Diagnosis of VZV vasculopathy involves a combination of clinical, radiological and CSF testing. Clinical presentation varies depending on the site of infection. Of note, one-third of individuals with virologically-verified VZV vasculopathy will have no history of dermatomal zoster lesions. ⁴ A case review of 30 case reports of VZV vasculopathy identified CNS lesions to be more common in white than grey matter, with 70% of those undergoing vascular studies demonstrating abnormalities. ⁵ The detection of anti-VZV IgG antibody in CSF has been identified to be more sensitive at indicating VZV vasculopathy than detection of CSF VZV PCR. ⁵ As is the case with this patient, there is a potential for missed diagnosis had intrathecal IgG VZV not been requested, thus highlighting the importance of consideration and empirical treatment of this diagnosis, particularly in advanced immune deficiency.
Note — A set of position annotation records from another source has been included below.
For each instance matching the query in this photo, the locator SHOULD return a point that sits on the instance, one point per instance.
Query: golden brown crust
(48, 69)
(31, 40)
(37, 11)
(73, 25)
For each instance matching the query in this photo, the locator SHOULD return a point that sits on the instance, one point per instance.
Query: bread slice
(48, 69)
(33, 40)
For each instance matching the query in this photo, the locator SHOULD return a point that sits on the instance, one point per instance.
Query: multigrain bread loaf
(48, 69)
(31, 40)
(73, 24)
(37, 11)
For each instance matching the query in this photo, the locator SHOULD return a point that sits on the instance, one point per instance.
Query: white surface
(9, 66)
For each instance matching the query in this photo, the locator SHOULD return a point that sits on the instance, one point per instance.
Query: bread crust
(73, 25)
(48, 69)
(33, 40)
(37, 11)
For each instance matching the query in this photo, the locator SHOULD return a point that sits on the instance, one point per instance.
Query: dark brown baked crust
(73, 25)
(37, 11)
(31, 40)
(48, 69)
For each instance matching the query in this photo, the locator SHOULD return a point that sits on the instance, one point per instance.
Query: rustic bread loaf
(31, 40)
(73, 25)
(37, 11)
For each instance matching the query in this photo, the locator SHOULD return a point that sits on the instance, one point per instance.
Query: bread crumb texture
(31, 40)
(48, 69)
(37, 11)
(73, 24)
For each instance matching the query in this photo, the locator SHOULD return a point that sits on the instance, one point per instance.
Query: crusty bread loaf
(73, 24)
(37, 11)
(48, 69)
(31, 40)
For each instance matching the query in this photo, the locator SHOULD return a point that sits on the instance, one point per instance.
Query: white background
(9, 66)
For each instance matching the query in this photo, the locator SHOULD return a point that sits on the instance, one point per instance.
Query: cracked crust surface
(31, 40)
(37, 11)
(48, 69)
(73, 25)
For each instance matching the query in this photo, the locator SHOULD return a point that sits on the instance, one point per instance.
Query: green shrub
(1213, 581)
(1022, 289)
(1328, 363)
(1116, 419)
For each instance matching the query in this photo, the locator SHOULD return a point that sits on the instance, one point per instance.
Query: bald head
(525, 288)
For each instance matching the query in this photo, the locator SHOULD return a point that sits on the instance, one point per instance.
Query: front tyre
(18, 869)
There is a paucity of published cases of HIV-positive individuals diagnosed with VZV aneurysmal vasculopathy in English language. A French case series reported three HIV-positive individuals with cerebral angiopathy with aneurysms. ⁶ All had positive CSF VZV PCRs which aided in a prompt diagnosis and timely management. A further American case series of nine patients with either HIV vasculopathy or VZV vasculitis identified two patients with VZV vasculitis who also presented with fusiform aneurysms. ⁷ To our knowledge, this is the first published case report of VZV aneurysmal vasculopathy in an HIV-positive individual where the VZV CSF PCR was negative with a positive intrathecal VZV antibody assay. Despite HIV-associated aneurysmal vasculopathy having a similar radiological presentation of fusiform aneurysmal dilatations of the cerebral vessels, it is a diagnosis of exclusion and it is anticipated that many cases of HIV-associated vasculopathy are undiagnosed cases of VZV vasculopathy.^8,9

Optimal antiviral dose, frequency and duration of VZV vasculopathy have not yet been established. However, in a patient with high clinical, radiological and CSF suspicion of VZV vasculopathy, intravenous aciclovir 10–15 mg/kg three times per day for a minimum of 14 days is advised, whilst the results of further intrathecal testing is awaited, and adjunctive treatment with a maximum of one week of steroids should also be considered. ⁹ In this case, we continued steroids with valaciclovir cover beyond this due to very good evidence of vasculitis of the vessel wall on gadolinium-enhanced 3-tesla MRI vessel wall imaging (Phillips, Salford, UK), an investigation which is not available at every unit.